According to a 2017 study published in the Journal of the American Medical Association Pediatrics, use of e-cigarettes with higher nicotine concentrations at the baseline was associated with greater levels of combustible cigarette and e-cigarette use at follow-ups, along with a greater intensity of daily use.
At a campus level
According to Holden, UW updated its campus smoke-free policy in 2016 to include e-cigarettes.

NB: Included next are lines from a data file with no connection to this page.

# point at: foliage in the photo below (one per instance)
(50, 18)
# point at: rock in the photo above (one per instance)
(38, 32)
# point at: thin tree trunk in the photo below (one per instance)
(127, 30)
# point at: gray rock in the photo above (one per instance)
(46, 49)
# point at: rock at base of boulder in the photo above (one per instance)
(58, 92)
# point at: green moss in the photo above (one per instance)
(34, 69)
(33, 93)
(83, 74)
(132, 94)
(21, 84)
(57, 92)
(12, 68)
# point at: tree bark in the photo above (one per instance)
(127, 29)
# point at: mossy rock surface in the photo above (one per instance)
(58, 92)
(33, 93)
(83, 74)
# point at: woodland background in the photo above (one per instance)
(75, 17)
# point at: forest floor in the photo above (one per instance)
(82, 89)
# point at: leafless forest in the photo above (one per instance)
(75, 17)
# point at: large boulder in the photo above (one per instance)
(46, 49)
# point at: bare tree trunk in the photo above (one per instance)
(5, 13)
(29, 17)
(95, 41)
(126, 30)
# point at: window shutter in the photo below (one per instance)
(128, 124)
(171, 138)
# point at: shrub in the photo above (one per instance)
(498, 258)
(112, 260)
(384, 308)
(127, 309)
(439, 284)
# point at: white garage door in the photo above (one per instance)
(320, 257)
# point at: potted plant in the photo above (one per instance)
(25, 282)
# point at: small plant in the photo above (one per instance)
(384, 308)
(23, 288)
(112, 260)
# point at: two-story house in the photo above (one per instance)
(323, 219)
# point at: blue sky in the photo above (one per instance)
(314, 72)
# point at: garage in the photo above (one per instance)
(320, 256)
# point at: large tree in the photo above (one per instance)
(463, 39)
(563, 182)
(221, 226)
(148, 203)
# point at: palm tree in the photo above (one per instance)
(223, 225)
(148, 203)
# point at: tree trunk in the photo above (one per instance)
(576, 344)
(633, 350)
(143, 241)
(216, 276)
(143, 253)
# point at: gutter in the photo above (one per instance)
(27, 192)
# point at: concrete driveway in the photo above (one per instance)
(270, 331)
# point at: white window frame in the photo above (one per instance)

The policy states that smoking is prohibited in all buildings, facilities and vehicles owned, operated or leased by UW. The policy specifies that “smoking” not only includes the burning of any type of lit device, but also “any other smoking equipment or the use of electronic smoking device including, but not limited to, an electronic cigarette, cigar, cigarillo, or pipe.”
Kinsey said by reducing and potentially eliminating the use of nicotine products on campus, UW can continue “efforts to provide a safe and healthy environment for students and employees.”
Holden said UHS offers help to students who are interested in strategies for quitting smoking or e-cigarettes, including free individual counseling.
Warren added that campus policy can impact those trying to quit as well.
“Unfortunately, nicotine is hard to quit … However, we know that having a supportive environment helps smokers quit,” Warren said. “That’s why it’s important to have strong 100% tobacco-free college campus policies in place to deter young adults from starting and to support people ready to quit.”
Along that line, Warren said several colleges throughout Wisconsin have already implemented policies that target protecting their campuses from secondhand smoke and secondhand aerosol.
Regarding recent hospitalizations, Warren said the trends thus far have been concerning.
“While much remains to be determined about the reported cases of severe lung disease as well as the lasting health consequences of vaping, CDC and FDA have made clear that vaping and e-cigarette use is not safe,” Warren said. “The American Lung Association has been raising the alarm about e-cigarettes and their use for more than a decade.”
Warren called the recent cluster of pulmonary illness “deeply worrisome,” and reiterated her concerns about all tobacco products, not just vaping or smoking.
Calkins had a jarring note for anyone who thinks they won’t be affected.
“It can happen to anyone,” she said.